Les cours du pétrole hésitent, entre des usines chinoises au ralenti et des espoirs de baisses de taux

  • AFP
  • parue le

Les cours du pétrole hésitaient lundi, pris entre les feux d'une production industrielle ralentie en Chine, mauvais signal pour la demande en or noir, contrebalancée par le renforcement des attentes de baisses de taux américains, qui tire au contraire les prix vers le haut.

Vers 10h55 GMT (12h55 à Paris), le prix du baril de Brent de la mer du Nord, pour livraison en août, s'affaissait de 0,16% à 82,49 dollars. Son équivalent américain, le baril de West Texas Intermediate (WTI), pour livraison en juillet, refluait de 0,20% à 78,29 dollars.
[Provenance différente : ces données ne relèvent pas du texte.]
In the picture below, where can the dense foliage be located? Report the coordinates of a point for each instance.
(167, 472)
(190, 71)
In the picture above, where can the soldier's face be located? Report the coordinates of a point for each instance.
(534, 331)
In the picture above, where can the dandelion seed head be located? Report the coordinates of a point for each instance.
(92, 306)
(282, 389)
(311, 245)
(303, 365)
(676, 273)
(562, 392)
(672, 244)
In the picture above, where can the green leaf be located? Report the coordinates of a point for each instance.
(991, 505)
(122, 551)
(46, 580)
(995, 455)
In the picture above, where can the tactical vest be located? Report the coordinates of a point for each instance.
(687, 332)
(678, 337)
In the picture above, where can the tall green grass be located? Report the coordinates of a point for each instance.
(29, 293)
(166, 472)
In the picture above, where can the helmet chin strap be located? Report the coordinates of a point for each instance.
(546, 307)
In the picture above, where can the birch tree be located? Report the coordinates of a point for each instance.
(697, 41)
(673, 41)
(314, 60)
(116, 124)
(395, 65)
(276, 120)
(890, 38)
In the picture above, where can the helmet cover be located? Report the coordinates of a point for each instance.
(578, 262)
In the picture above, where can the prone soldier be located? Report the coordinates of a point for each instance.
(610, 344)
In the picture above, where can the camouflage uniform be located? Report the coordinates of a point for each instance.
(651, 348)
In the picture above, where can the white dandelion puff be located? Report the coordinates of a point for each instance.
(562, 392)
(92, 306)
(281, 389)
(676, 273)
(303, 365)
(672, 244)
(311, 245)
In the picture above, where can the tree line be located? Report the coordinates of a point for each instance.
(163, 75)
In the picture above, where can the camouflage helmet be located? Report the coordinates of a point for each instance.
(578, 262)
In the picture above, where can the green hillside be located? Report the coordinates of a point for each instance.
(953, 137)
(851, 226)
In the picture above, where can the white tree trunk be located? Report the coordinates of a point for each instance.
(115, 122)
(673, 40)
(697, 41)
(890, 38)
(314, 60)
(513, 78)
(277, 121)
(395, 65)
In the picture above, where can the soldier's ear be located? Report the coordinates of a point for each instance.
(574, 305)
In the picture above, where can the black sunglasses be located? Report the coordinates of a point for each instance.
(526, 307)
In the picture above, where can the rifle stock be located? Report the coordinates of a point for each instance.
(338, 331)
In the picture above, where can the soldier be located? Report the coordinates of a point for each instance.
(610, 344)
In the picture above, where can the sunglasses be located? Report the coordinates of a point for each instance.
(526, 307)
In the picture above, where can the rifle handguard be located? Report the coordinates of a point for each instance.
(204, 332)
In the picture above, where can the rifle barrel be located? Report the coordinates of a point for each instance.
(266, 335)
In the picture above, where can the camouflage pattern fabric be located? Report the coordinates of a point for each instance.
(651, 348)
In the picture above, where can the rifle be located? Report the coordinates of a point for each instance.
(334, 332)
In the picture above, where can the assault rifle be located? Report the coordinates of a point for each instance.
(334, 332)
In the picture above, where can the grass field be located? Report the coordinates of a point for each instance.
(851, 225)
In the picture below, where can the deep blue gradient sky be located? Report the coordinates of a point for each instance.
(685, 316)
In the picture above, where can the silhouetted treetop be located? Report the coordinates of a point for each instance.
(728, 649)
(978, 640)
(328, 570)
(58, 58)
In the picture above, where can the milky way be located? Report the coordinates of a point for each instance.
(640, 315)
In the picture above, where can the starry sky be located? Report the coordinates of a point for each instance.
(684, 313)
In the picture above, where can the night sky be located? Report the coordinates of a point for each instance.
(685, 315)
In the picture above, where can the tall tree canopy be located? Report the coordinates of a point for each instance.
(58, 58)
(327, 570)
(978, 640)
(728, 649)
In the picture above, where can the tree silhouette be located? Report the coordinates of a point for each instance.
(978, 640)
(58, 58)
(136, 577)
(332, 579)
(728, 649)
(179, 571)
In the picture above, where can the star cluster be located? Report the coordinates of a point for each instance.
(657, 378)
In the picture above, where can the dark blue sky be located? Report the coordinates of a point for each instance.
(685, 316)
Les deux références du brut avaient débuté la séance dans le vert.

Mais "une nouvelle faiblesse" des prix de l'or noir "est observée ce matin en raison de la faiblesse de l'activité des usines chinoises", note Tamas Varga, de PVM Energy.

En Chine, la croissance de la production industrielle a en effet ralenti en mai, selon des chiffres officiels publiés lundi, signe d'une reprise inégale de la deuxième économie mondiale, susceptible de plomber la demande en pétrole.

En outre, "la faiblesse de l'euro, provoquée par la progression des partis politiques français d'extrême droite lors des élections parlementaires européennes" et les incertitudes politiques en France, ont engendré un regain du dollar, ajoute l'analyste.

Or, les cours de l'or noir étant libellés en dollar, une appréciation de la devise américaine décourage les achats de pétrole en diminuant le pouvoir d'achat des acheteurs utilisant d'autres monnaies.

Par ailleurs, le dernier rapport sur les stocks américains de l'Agence américaine d'information sur l'énergie (EIA) a indiqué une augmentation des réserves de brut de 3,7 millions de barils durant la semaine achevée le 7 juin, autre facteur de détente des cours.

Dans le même temps, cette baisse est freinée par des données économiques en provenance des États-Unis signalant un amoindrissement des pressions inflationnistes, remarque M. Varga.

La semaine dernière, les prix de gros, côté producteurs, sont repartis à la baisse en mai aux Etats-Unis, tandis que les derniers chiffres des demandes hebdomadaires d'allocations chômage en hausse ont montré un ralentissement du marché du travail américain.

Ces données renforcent la confiance des investisseurs dans de prochaines réduction des taux d'intérêt américains, susceptibles de faire tomber le billet vert.

Les prix bénéficiaient également à la marge des précisions de plusieurs ministres de membres l'Opep+ (l'Organisation des pays exportateurs de pétrole et leurs alliés, ndlr), se disant "prêts si nécessaire à suspendre ou annuler le plan" du cartel, dévoilé début juin, "de lever progressivement certaines limitations de production" de brut, indiquent les analystes de la Deutsche Bank.

Huit membres de l'Opep+ doivent en effet mettre fin graduellement aux réductions supplémentaires de production auxquels ils s'étaient volontairement soumis, reconduites seulement jusque fin septembre.